Calculator Input
Example Data Table
This table shows how genotype patterns affect the segregating site decision.
| CHROM | POS | REF | ALT | Sample Genotypes | Observed Alleles | Decision |
|---|---|---|---|---|---|---|
| chr1 | 1050 | A | G | 0/0, 0/1, 1/1 | A and G | Segregating |
| chr1 | 1088 | C | T | 0/0, 0/0, 0/0 | C only | Monomorphic |
| chr2 | 2240 | G | A,C | 0/1, 1/2, ./. | G, A, C | Segregating |
Small VCF Example
##fileformat=VCFv4.2 #CHROM POS ID REF ALT QUAL FILTER INFO FORMAT S1 S2 S3 chr1 1050 . A G 99 PASS AC=3;AN=6 GT 0/0 0/1 1/1 chr1 1088 . C T 80 PASS AC=0;AN=6 GT 0/0 0/0 0/0 chr2 2240 . G A,C 70 PASS AC=2,1;AN=4 GT 0/1 1/2 ./.
Formula Used
Segregating sites, S: Count each eligible VCF position where two or more alleles are observed among called genotypes.
Observed allele rule: A site is segregating when the called allele count contains at least two alleles with count greater than zero.
Missing percent: Missing percent = missing samples / total samples × 100.
Minor allele count: MAC is the smallest nonzero allele count at a variable site.
S per kb: S per kb = S / callable base pairs × 1000.
Watterson theta: theta = S / a1, where a1 = sum of 1 / i for i from 1 to n - 1. The calculator estimates n from average called alleles across segregating sites.
How to Use This Calculator
- Paste VCF text or upload a VCF file.
- Select whether to count all sites, SNVs, or indel and complex sites.
- Choose biallelic, multiallelic, or all ALT structures.
- Set missingness, called sample, ALT count, and MAC filters.
- Add callable sequence length when normalized rates are needed.
- Press the calculate button and review the result above the form.
- Use CSV or PDF export for reports and records.
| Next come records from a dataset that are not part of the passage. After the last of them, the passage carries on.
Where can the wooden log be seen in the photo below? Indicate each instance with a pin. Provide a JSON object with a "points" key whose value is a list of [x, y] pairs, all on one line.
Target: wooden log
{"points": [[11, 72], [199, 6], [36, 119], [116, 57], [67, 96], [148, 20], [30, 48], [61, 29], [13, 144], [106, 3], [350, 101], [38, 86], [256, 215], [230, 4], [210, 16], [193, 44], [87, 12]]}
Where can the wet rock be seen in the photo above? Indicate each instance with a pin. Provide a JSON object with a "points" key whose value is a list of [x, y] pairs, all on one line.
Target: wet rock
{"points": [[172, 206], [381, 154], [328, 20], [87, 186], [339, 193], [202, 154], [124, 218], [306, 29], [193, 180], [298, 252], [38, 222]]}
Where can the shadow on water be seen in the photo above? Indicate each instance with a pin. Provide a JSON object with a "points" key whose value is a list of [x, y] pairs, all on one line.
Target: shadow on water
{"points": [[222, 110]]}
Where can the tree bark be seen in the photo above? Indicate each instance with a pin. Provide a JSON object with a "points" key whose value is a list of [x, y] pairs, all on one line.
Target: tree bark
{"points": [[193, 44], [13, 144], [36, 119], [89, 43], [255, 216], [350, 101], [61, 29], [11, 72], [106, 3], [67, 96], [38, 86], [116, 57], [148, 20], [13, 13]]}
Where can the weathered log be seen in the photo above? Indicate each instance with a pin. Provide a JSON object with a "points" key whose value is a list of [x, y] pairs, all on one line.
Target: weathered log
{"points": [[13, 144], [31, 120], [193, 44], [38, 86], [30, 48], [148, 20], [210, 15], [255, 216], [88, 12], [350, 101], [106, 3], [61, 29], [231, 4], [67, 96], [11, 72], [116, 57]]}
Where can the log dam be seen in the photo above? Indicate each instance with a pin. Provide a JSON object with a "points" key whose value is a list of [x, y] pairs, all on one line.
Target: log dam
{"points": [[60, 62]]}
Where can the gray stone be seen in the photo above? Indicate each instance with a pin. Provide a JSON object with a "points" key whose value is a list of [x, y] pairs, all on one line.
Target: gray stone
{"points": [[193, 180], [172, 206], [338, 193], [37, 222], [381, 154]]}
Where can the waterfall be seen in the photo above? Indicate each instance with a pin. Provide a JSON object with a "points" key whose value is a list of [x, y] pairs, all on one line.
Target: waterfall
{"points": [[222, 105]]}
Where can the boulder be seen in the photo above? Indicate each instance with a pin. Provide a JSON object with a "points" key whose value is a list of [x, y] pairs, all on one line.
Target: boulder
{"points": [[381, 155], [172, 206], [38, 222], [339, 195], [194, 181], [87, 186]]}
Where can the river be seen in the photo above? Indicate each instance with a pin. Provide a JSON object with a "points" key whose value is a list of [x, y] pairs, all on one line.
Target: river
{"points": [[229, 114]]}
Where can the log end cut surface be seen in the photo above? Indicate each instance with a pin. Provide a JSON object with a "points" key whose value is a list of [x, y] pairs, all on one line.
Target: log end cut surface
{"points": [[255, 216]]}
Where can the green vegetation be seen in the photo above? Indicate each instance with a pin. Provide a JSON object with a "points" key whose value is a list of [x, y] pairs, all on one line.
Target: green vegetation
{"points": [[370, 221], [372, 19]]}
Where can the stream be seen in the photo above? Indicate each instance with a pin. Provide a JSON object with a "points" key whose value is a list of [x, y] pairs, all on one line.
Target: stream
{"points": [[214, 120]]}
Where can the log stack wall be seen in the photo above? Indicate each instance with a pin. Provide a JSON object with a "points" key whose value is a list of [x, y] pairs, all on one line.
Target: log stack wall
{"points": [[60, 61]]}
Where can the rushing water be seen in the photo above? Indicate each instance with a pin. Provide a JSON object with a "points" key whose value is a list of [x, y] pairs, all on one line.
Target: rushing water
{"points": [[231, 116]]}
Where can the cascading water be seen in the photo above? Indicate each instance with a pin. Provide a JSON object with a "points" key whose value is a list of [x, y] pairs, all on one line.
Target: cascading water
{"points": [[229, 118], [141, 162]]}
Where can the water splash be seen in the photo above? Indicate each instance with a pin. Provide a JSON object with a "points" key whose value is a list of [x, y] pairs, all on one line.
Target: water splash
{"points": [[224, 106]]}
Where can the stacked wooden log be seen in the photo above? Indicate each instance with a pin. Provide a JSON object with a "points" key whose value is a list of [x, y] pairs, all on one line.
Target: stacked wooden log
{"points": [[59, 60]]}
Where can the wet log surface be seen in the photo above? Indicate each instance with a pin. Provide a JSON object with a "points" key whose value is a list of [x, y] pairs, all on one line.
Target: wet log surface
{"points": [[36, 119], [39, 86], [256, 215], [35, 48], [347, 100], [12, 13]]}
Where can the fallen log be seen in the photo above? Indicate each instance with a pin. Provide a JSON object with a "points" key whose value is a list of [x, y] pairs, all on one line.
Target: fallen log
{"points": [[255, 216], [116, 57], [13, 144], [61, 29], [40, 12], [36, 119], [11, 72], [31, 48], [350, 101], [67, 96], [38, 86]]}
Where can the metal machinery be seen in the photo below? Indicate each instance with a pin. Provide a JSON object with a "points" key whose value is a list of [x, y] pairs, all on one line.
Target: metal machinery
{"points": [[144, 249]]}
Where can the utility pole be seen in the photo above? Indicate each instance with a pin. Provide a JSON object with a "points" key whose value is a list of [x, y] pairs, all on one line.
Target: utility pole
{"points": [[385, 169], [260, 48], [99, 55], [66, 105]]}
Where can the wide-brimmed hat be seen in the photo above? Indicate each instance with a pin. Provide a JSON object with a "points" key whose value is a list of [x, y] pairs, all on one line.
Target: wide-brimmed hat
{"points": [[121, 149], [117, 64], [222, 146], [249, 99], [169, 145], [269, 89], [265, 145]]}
Understanding Segregating Sites in VCF Files
What the Count Means
A segregating site is a genomic position that shows variation in a sample set. The site must have at least two observed alleles. One allele can be the reference allele. Another can be an alternate allele. The key point is variation among called genotypes.
Why VCF Filtering Matters
Raw VCF files often include low quality calls. Some records fail filters. Some samples have missing genotypes. Some sites may have alternate alleles listed but no real variation in the selected samples. A useful count should therefore apply clear rules before reporting S.
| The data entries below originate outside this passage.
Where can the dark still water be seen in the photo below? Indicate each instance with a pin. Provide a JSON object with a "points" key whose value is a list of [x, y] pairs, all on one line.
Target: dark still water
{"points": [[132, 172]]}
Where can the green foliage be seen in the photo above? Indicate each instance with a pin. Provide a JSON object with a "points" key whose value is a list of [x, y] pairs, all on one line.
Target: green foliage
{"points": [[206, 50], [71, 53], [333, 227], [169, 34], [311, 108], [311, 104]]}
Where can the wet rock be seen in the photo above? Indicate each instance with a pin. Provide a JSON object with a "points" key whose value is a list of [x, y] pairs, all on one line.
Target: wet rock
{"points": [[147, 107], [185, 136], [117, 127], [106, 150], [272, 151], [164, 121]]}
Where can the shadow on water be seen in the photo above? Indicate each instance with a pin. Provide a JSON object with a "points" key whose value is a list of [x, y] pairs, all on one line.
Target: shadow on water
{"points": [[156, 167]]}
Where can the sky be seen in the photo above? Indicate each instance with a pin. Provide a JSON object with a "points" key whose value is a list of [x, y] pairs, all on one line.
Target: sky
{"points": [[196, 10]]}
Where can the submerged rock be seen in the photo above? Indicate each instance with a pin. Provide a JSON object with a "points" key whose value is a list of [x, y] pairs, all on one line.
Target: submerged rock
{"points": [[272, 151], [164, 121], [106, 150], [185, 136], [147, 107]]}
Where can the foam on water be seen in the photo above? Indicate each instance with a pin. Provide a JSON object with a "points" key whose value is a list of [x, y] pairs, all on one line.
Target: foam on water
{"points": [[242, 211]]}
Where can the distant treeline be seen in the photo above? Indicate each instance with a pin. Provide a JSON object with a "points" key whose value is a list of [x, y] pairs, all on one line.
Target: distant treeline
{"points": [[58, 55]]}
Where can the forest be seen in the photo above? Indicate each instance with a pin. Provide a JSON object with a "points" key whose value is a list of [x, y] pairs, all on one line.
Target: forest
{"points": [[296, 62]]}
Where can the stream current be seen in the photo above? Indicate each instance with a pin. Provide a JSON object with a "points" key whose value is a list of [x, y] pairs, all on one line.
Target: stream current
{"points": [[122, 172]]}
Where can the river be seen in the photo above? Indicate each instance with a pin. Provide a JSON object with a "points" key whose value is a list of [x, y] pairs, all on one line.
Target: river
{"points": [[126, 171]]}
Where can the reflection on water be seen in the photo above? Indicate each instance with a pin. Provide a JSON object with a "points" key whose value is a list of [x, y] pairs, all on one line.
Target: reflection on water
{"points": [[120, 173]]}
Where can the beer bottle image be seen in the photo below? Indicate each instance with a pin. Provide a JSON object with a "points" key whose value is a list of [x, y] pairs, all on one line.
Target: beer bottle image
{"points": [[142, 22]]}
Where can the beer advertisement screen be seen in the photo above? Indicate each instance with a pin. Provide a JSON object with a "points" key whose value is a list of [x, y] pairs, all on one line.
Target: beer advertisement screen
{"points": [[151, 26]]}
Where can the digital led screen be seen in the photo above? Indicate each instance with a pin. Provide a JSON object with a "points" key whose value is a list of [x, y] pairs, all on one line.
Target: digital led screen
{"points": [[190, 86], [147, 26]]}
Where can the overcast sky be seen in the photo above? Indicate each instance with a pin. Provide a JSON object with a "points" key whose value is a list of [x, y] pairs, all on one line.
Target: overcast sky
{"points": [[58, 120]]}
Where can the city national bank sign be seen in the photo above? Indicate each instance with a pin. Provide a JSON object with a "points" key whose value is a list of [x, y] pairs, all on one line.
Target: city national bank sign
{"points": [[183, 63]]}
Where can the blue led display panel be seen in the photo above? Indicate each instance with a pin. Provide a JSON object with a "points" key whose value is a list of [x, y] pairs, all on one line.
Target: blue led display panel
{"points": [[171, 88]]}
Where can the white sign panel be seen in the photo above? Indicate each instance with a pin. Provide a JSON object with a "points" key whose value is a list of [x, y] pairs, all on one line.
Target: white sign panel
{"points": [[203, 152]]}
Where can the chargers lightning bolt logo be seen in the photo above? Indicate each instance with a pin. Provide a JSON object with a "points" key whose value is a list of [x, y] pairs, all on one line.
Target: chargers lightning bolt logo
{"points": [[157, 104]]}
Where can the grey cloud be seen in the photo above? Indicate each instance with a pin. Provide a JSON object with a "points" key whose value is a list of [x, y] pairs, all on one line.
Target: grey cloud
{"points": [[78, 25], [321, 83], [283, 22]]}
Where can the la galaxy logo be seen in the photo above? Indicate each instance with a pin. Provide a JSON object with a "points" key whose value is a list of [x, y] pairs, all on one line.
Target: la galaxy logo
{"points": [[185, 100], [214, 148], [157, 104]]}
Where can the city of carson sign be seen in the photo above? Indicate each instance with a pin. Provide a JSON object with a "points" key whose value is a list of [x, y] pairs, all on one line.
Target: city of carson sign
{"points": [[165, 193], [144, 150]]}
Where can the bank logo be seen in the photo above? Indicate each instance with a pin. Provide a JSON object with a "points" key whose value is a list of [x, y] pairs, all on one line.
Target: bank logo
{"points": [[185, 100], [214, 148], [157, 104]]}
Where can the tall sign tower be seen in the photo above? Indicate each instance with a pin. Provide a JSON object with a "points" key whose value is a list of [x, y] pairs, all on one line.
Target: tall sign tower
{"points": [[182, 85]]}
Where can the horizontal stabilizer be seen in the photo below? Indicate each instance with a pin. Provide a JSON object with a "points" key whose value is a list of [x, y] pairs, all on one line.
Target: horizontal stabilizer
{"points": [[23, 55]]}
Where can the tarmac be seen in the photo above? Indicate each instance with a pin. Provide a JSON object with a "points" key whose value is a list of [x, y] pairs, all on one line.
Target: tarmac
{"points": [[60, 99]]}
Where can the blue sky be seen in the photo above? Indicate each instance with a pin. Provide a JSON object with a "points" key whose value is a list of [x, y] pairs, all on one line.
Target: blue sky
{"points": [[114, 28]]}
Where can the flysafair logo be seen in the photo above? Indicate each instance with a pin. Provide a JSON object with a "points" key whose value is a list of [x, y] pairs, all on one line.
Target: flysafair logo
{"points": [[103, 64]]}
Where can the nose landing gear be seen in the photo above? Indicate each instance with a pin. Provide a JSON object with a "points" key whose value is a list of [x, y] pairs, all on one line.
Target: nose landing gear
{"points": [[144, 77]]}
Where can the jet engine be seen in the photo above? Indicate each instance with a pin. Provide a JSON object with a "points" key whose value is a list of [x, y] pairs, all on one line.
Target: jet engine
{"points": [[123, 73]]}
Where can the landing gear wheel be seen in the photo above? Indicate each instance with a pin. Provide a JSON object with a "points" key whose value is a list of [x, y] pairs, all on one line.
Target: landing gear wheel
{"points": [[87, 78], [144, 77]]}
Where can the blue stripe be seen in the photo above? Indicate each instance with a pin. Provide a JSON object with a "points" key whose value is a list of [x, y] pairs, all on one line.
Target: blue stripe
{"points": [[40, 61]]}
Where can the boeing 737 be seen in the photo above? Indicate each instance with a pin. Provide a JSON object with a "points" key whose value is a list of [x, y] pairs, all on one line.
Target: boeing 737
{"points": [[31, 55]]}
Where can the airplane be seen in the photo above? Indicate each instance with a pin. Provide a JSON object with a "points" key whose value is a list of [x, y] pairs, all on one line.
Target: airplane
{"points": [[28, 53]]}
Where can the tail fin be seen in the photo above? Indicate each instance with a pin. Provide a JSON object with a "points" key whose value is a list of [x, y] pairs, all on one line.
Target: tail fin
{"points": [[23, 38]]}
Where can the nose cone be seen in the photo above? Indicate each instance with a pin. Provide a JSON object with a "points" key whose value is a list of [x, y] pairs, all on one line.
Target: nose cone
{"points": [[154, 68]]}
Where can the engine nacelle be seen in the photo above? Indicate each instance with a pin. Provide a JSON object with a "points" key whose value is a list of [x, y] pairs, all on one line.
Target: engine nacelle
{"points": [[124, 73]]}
Using Genotypes and INFO Fields
This calculator first reads genotype fields when sample columns are present. It checks GT values such as 0/0, 0/1, 1/1, and 1/2. It counts reference and alternate allele observations. If genotype calls are unavailable, it can use AC and AN values from the INFO column. This helps with summary VCF files.
Interpreting the Result
The main output is S, the number of eligible variable positions. The table also shows called samples, missing percentage, alternate allele count, minor allele count, and allele summaries. These values help explain why a site was counted or treated as monomorphic.
Population Genetics Use
Segregating sites are common in diversity studies. They help compare populations, regions, genes, and filtering strategies. A higher S value can suggest more variation, but it also depends on sample size, callable sequence length, and data quality. Normalized values, such as S per kb, make comparisons more balanced.
Practical Advice
Use strict filters for final analysis. Use relaxed filters during exploration. Keep the same settings when comparing multiple files. Record the filter choices with every result. This makes your counts easier to audit, reproduce, and explain later.
FAQs
1. What is a segregating site?
A segregating site is a position where at least two alleles are observed among the called samples. It represents variation in the analyzed group.
2. Does the calculator count monomorphic ALT records?
No, not when genotypes show only one observed allele. A listed ALT allele is not enough if all called samples share the same allele.
3. Can multiallelic sites be counted?
Yes. Select all ALT structures or multiallelic only. The calculator counts observed reference and alternate alleles from genotypes or INFO counts.
4. What does MAC mean?
MAC means minor allele count. It is the smallest nonzero allele count at a variable site after filters are applied.
5. Why use a missing percentage filter?
High missingness can inflate uncertainty. A maximum missing percentage filter removes sites with too many uncalled sample genotypes.
6. What happens without sample columns?
The calculator tries to use AC and AN values from the INFO field. If those are missing, it uses ALT presence as a limited fallback.
7. What is S per kb?
S per kb normalizes segregating sites by callable sequence length. It equals S divided by callable base pairs, multiplied by 1000.
8. Is Watterson theta exact here?
It is an estimate based on segregating sites and average called alleles. For formal studies, use consistent ploidy and callable-site definitions.